No, I'm arguing that forced schooling in general is an unethical act, on par with communist indoctrination, and there should be no government run schools at all
It is not arguing for elliminating educations. It is arguing that we don't need force every one education. It is arguing that a forced education is not a really a good education.
You can make similar assertions about anything of a forced nature like that. Public schools, prisons, etc. Because some do prisons or public schools are done badly, it is not an argument against them in general, because you can point to many other cases where they were done properly.
I am. But you dont make sense. All Americans have a right to K-12 education, it's funded by the government. How is that different from all Americans having a right to healthcare, being funded by the government? If someone doesn't wanna be in healthcare anymore they can still switch to whatever they want to. They're not forced labor any more than teachers are.
I wouldn't say I'm advocating for private school,or even lack of govt in school matters.
I guess my primary point surrounds censorship, especially when it comes to dictating what teachers can say or teach (in addition to, in the context of, not necessarily in place of the cariculum)
Forced curriculum on students, at all, is no different than re-education camps; state sponsored indoctrination that both political parties (currently) support.
That's not exactly my position. I don't think authoritarian schools as we know them today should exist. I'd like to see lower cost, higher quality, and much more variety, innovation, and experimentation in education. Government involvement hinders all of those things.
That is an oxymoron given how "education" is currently defined in the US. The only way this could be achieved is if the whole system is torn down to absolute zero and rebuilt as something entirely different. That is, of course, not possible.
When the government deliberately keeps people uneducated, then I agree with you -- it's unethical to force people into that rut and then take advantage of them for being there.
But the government in the US is trying to get everyone educated -- not always effectively, though. I know some schools suck, I went to a public school in the middle of a ghetto. Many of the students came from impoverished families, and would routinely bite the hand that feeds them when it came to education -- by disrupting class, (very proudly) not doing their homework, and whatnot. Watching that kind of behavior day-after-day took away any sympathy I might have for the consequences of their actions.
I see this talk as an argument against "traditional" schooling. The alternative to traditional schooling is anything not traditional. In the US, that would be homeschooling or private school like Montessori. The political takeaway is that government schooling (which necessarily places emphasis on uniformity and conformity) is harmful and that private alternatives should be encouraged.

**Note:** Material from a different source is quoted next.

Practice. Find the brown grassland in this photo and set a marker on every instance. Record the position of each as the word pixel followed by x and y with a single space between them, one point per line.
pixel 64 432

I don't think calling names helps the argument. You can't just say "well, that's a little to extreme, so you're wrong". I simply pointed out that it happens so that most kids are educated in public schools. Would it be such a stretch to propose that those children are educated according to what government believes is important? Surely no one doubted this happened in the Soviet Union. How is the US, or for that matter, almost any other country different? Soviet children were taught to believe in communism, american children are taught to believe in democracy. Haven't you ever tried to question it at least a little bit? That maybe, only maybe, if something (and especially a political ideology) is taught in every public school as a universal good, it really may not be one?
If you don't see why anyone would disagree with making state schooling a compulsory activity, then your understanding is far too narrow to engage in a discussion of this nature.
If that is implemented, coming generations would be well civilized and well behaved as it eliminates many societal problems.
Oh boy. Not even wrong.
See: Deschooling Society by Ivan Illich, Compulsory Miseducation by Paul Goodman, anything written by John Taylor Gatto, John Holt and A.S. Neill.
It's also trivially disprovable by mere observation.
I'm not against public schooling in principle but its current form is baffling. We expect kids to spend 1/4 of their entire life in an authoritarian system where they have no autonomy and then we throw them to the wolves when they become adults.
The state is negatively positioned; it has poor-to-no feedback with regard to the personal outcomes of its implementations. Parents and students do, on an ongoing and daily basis. The idea that I "pretended" that this was anyone else's argument but my own seems completely absurd.
While I'm glad you're able to infer implications, it would be wonderful if you could take it a step further to find that an argument cannot be true if a necessary premises is false. That's not bad faith, that's logic.